Das VG Düsseldorf (Beschluss v. 26. März 2025, Az. 21 L 852/25, LG 21.3 Senologie) hält es für rechtswidrig, wenn das Land NRW auf der ersten Stufe die Erfüllung der Mindestvoraussetzung und die Leistungsfähigkeit des antragstellenden Krankenhauses offenlässt. Zudem dürfe kein Mindestkriterium aufgestellt werden, das auf eine bereits erfolgte Planzuweisung abstelle, die gerade erst erstrebt werde. Konkret ging es um das Erfordernis der Zertifizierung als Brustzentrum durch die Ärztekammer Westfalen-Lippe, das als zertifizierungsinternes Kriterium die Zuweisung der LG verlangt. Die Rechtmäßigkeit der Auswahlentscheidung auf Grundlage der Fallzahlen bezweifelte das VG Düsseldorf insoweit, weil auch hier eine Fallzahlzurechnung eines Mitbewerbers aufgrund einer Kooperation erfolgt war. Ob das Land NRW gegen die Entscheidung sofortige Beschwerde eingelegt hat, ist diesseitig ebenfalls nicht bekannt.

Das VG Gelsenkirchen (Beschluss v. 14. März 2025, Az. 18 L 374/25, LG. 16.4 Pankreaseingriffe) beanstandete an der Auswahlentscheidung des Landes NRW, dass sie die genannte LG, die auf Regierungsbezirksebene beplant wird, lokal zu stark in einer Stadt gebündelt habe. Regionale Mehrfachvorhaltungen in unmittelbarer räumlicher Nähe müssten nach dem KHP NRW 2022 vermieden werden. Dieser Grundsatz gilt und darf nicht mit dem Verweis auf die Planungsebene unberücksichtigt bleiben. Das Land NRW hat sofortige Beschwerde eingelegt (OVG NRW, Az. 13 B 288/25).

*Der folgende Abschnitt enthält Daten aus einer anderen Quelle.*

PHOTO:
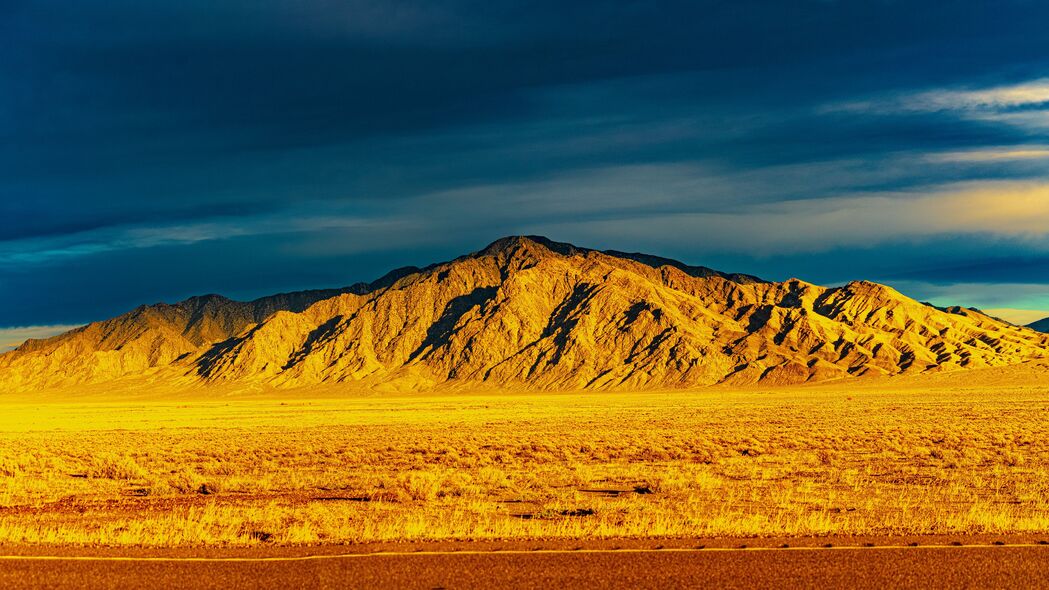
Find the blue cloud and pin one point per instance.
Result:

In einem weiteren Beschluss hat das VG Gelsenkirchen (13. März 2025, Az. 18 L 257/25, LG 7.2 Leukämie u. Lymphome, LG 16.4 Pankreaseingriffe) erneut das Argument der regionalen Verteilung stark gemacht. Zusätzlich hält es eine Konzentration der Zuweisung von LG auf wenige Krankenhäuser mit Fallzahlen, die deutlich über der beantragten Fallzahl liegt, für rechtswidrig. Dies gilt jedenfalls dann, wenn zugleich die Möglichkeit besteht, weitere leistungsfähige und -bereite Krankenhäuser auszuwählen. Auch diese Fragen werden endgültig durch das OVG NRW entschieden werden, weil das Land NRW sofortige Beschwerde eingelegt hat (OVG NRW, Az.13 B 404/25). 

 

Fazit

Die Rechtslage bleibt dynamisch, denn erst das OVG NRW wird im Zuge der Beschwerdeverfahren die Antworten auf die streitigen Rechtsfragen rund um die neue Krankenhausplanung in NRW entscheiden. Wir werden dazu weiter informieren.